Fangen wir mit dem Juristen an. Andreas Sternthal heißt er hier, Bad Homburger, linke Vergangenheit, SDS, erst Rechtsanwalt, dann Strafverteidiger, alles in Frankfurt, dann Haus in Umbrien und mit zwei Männern in einer Dreierbeziehung – nicht eben unfrustriert. Peter Schröder gibt den an der »unvollkommenen Umarmung« Leidenden mitreißend. Er richtet während des bald anderthalbstündigen Plädoyers in eigener Sache acht Liegestühle aus, Vorfreude auf Gäste ist das nicht. Antje Rávik Strubel hat ihn mit Akkuratesse und subtilem Humor ausgestattet.

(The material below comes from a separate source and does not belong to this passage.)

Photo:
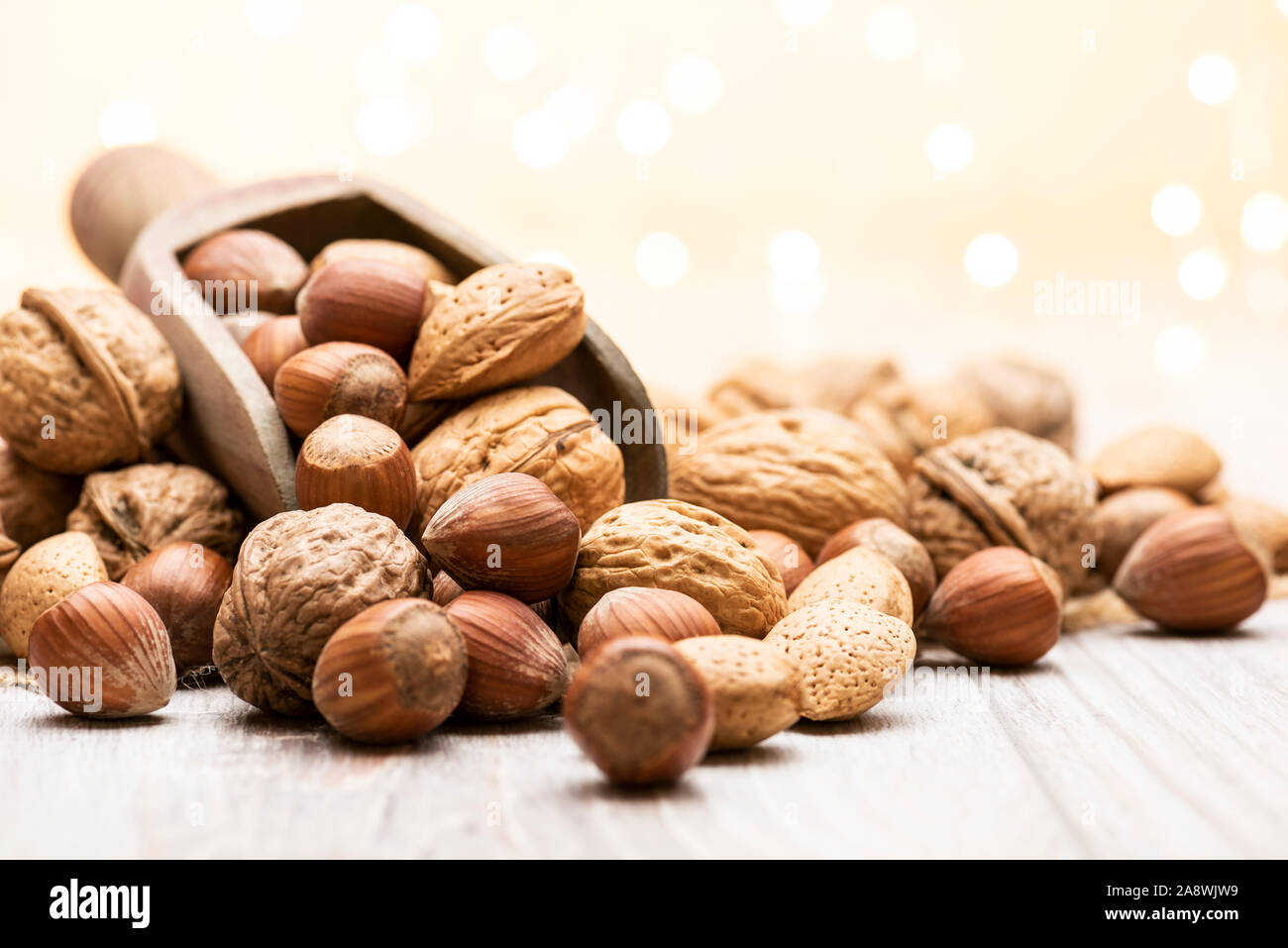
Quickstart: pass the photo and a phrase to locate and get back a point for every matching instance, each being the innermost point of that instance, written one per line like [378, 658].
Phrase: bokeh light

Anders bei »Ich verlasse dieses Haus«, das auf das »Hotel Nizza« weist, über 20 Jahre im Familienbesitz ein besonderer Ort im Bahnhofsviertel, für Künstler, Bohemiens und Freaks, aber auch Geschäftsleute. Nach sechs Jahren Geschäftsführung und dem Tod der Mutter sei jetzt Schluss, lässt Tochter Usch wissen, und erzählt von ihrer Familie, dem Bahnhofsviertel, den regelmäßigen Barabenden und eigenwilligen Gästen. Sie reiht dabei für die Zeit charakteristische Schallplatten auf, natürlich Vinyl, Leonard Cohen, Flamenco, Banda Bassotti und andere. Sonderlich besonders findet Usch ihr Frankfurt, diesen »mittelalten Mann mit hoher Stirn« eigentlich nicht. Jedenfalls nicht so, dass sie unbedingt hier weiterleben müsse. Thomas Pletzinger hat seine Gespräche in eine reportagehafte Form gegossen und Anna Kubin leiht Usch die Stimme.
Und dann kommt »Branka«, die Wirtin der »Alten Post«, beliebter Treff ansässiger Dichter und Dichterinnen. Zuerst mag sie nicht, aber dann lockt die sokratisch eingesetzte Stimme der früheren Stadtschreiberin aus dem Off (Katharina Lindner spricht Angelika Klüssendorf), und Branka – wunderbar verkörpert von Christina Geiße in ihrer zweiten Rolle in Frankfurt – erzählt von ihrem slowenischen Dorf, vom Partisanenstolz, Emigration, gescheiterter Ehe, Drogen, Kindern, Liebe und Liebschaften. »Ich bin kein Opfer, den Gefallen tu ich dir nicht«, lacht und lacht sie im Löwen-T-Shirt mit der Flasche in der Hand.
»Branka« und »Ich verlasse dieses Haus« gibt es als Doppelpack, »Unvollkommene Umarmung« füllt allein einen Abend. Lohnend sind sie alle.

Katrin Swoboda (Foto: Peter Schröder in »Stimmen einer Stadt«, © Felix Grünschloß)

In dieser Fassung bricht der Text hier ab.